Johnson has been around the Hollywood scene for quite some time and will likely be familiar to fans of Terminator Genisys and Haunting of Cellblock 11, though he's also a sought after voice actor who has served as the voice for T-Mobile for the past six years. Johnson serves as writer, director, producer and star for Captain Black, an infinitely charming and spirited flick that can't help but put a smile on your face.
In the film, Mike gets the chance to live out his superhero fantasy when a Halloween party gives him the chance to try out a homemade Captain Black costume, an experience that leads to an even more fantastic meeting with a costumed Kitt Vixen (Georgia Norman, Escape the Night and Custody), whose roleplaying seduction of Captain Black ends just as quickly as it seemingly began.
With his fantasy woman having disappeared, Mike is content with his treasured memory until one day when he accidentally comes across her yet again. This time, however, he has to face the truth that his fantasy has a definite reality to it that doesn't quite live up to the comic book. Realizing that everything is not as it seemed, Mike begins to question every other aspect of his daily life including his relationship with his estranged sister (Kirsten Roeters, Godsdotcom and Gaslight) and his abused next door neighbor (Liesel Kopp, The Adventures of Mr. Clown) and her son (Nico David, Agents of The S.H.I.E.L.D.). Even Mike's close friend and confidante, Kris (Linara Washington, Madam Secretary and Grey's Anatomy), can't help him now.
Now, Mike will have to figure out who he really is and what he's really got inside himself.

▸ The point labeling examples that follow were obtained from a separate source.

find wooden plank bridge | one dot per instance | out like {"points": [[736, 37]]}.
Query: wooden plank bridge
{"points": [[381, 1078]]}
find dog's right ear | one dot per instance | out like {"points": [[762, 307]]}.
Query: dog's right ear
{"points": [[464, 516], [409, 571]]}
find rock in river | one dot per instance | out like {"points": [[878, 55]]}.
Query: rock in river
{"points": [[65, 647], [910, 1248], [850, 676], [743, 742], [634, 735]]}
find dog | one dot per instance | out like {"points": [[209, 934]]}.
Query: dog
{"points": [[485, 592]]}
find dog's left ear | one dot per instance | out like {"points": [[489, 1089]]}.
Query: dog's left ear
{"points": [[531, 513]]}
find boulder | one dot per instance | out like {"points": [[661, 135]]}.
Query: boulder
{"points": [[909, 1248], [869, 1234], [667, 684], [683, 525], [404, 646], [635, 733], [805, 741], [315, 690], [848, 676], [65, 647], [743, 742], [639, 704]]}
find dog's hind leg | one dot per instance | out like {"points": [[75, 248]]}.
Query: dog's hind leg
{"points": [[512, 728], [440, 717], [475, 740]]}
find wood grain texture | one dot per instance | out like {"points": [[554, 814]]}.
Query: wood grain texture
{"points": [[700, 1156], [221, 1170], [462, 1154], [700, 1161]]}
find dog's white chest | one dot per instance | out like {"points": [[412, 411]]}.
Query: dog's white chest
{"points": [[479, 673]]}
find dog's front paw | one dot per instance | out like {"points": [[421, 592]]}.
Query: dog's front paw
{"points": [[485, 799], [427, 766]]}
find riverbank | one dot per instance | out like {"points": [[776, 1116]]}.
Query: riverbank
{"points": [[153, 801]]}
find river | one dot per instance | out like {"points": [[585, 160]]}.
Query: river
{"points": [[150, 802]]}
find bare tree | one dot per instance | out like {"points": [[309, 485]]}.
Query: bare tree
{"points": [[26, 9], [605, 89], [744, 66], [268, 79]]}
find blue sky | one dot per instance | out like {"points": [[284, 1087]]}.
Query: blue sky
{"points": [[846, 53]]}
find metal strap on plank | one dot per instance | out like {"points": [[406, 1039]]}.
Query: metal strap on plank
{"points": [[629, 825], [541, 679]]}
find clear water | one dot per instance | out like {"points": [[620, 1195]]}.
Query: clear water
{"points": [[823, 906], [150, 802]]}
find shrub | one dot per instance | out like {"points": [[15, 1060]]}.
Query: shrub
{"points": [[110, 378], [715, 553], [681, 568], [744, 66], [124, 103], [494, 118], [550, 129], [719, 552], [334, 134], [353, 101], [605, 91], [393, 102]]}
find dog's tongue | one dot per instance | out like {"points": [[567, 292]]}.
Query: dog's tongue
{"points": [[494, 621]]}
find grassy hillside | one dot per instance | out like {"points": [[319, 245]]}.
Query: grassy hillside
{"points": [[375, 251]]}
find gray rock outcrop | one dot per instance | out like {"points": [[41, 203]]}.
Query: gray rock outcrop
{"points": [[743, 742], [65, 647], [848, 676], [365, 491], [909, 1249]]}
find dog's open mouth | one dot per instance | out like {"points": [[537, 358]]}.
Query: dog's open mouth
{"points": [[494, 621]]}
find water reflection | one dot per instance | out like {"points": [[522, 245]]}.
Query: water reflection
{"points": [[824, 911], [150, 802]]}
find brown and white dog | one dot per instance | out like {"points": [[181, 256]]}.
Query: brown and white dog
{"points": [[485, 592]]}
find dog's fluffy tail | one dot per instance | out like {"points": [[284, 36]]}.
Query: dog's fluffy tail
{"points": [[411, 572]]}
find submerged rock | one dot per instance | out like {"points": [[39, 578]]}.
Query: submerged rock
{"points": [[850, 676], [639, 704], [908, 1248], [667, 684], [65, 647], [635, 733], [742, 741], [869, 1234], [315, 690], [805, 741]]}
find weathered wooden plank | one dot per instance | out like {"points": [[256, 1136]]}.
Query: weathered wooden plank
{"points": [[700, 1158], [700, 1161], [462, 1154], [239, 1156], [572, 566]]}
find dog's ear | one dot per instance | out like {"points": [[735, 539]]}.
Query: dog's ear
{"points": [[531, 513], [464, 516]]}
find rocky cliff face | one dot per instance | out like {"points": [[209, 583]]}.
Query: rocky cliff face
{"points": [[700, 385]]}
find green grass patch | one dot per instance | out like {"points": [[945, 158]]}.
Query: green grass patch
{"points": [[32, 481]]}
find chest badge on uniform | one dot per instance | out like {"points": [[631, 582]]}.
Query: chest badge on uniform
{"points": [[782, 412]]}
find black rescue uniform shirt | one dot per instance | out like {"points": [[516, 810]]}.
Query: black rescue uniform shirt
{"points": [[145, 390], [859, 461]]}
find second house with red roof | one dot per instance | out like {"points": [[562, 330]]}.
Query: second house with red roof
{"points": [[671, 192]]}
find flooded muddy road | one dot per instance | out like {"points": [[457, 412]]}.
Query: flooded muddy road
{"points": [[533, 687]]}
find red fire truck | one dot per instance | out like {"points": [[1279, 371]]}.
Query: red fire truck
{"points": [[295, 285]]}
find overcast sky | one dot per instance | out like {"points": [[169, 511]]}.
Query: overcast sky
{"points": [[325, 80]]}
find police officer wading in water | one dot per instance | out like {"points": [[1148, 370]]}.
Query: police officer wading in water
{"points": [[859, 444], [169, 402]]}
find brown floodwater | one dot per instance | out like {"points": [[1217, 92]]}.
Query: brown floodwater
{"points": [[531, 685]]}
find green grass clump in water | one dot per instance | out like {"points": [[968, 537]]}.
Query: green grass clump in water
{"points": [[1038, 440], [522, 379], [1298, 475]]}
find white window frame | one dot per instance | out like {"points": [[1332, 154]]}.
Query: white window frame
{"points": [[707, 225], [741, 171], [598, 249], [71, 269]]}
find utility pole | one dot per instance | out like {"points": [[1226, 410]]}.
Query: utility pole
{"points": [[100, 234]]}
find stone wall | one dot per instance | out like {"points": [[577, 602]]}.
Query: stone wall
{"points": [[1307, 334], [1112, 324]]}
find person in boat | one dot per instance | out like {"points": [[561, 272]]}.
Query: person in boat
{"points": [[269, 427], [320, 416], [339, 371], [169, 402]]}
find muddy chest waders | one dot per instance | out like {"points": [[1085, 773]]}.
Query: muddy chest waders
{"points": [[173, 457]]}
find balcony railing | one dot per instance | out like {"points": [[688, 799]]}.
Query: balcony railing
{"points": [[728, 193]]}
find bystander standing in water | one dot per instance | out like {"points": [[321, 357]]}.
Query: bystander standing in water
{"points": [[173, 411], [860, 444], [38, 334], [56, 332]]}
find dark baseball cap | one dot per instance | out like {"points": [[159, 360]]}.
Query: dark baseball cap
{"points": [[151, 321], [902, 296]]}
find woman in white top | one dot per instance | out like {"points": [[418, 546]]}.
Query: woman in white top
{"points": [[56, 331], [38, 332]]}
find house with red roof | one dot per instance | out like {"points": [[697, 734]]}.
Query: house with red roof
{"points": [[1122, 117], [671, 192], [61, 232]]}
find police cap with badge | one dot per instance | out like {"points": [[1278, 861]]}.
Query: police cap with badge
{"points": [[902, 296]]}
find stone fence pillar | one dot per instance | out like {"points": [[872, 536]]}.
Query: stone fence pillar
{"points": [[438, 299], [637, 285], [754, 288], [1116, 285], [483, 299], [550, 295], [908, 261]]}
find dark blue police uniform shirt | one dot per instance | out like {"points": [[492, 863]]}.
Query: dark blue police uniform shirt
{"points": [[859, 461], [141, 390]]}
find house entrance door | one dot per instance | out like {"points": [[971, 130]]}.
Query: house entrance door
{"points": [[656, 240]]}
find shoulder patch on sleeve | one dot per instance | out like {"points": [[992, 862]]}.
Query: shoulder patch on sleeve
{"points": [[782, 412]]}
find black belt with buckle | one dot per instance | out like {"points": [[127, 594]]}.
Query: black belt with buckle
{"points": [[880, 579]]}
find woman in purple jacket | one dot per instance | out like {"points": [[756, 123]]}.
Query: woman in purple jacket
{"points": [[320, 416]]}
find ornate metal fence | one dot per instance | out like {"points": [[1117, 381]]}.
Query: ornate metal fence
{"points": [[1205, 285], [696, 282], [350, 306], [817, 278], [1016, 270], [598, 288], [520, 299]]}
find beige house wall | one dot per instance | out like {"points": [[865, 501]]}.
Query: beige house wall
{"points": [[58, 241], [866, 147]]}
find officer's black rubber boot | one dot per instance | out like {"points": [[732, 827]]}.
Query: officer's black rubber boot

First off, let's state up front that Captain Black is simply a winner, a good-hearted and energizing film that soars on the strength of Johnson's clear vision for the film and winning performances across the board from his ensemble cast that also includes welcome appearances by Mackenzie Astin and Charley Koontz. Ann Kathrin Dern's original music is perfectly attuned to the film's energy and rhythm, while D.P. Steven Moses' lensing is absolutely stellar. Roy Rede's production design gives the film a colorful, pleasing palette that ensures the film's story is fun without ever actually making fun of the characters as is so often the case in this type of film.
Given he's already picked up one prize, it should be noted that Johnson's directorial effort here is rock solid and accomplishes pretty amazing things within the framework of a modestly budgeted indie flick. Johnson's performance is warm and endearing, while the entire ensemble cast deserves credit with special mentions for the marvelous Georgia Norman, tremendous Liesel Kopp, incredibly winning Linara Washington and others.
If you're a fan of comic book culture because it actually means something to you, you're going to truly appreciate Jeffrey Johnson's effort here while simply having a genuinely good time. Captain Black is the kind of film you want to see do well on the indie fest circuit because it's the kind of film that makes you feel better leaving the theater than when you arrived.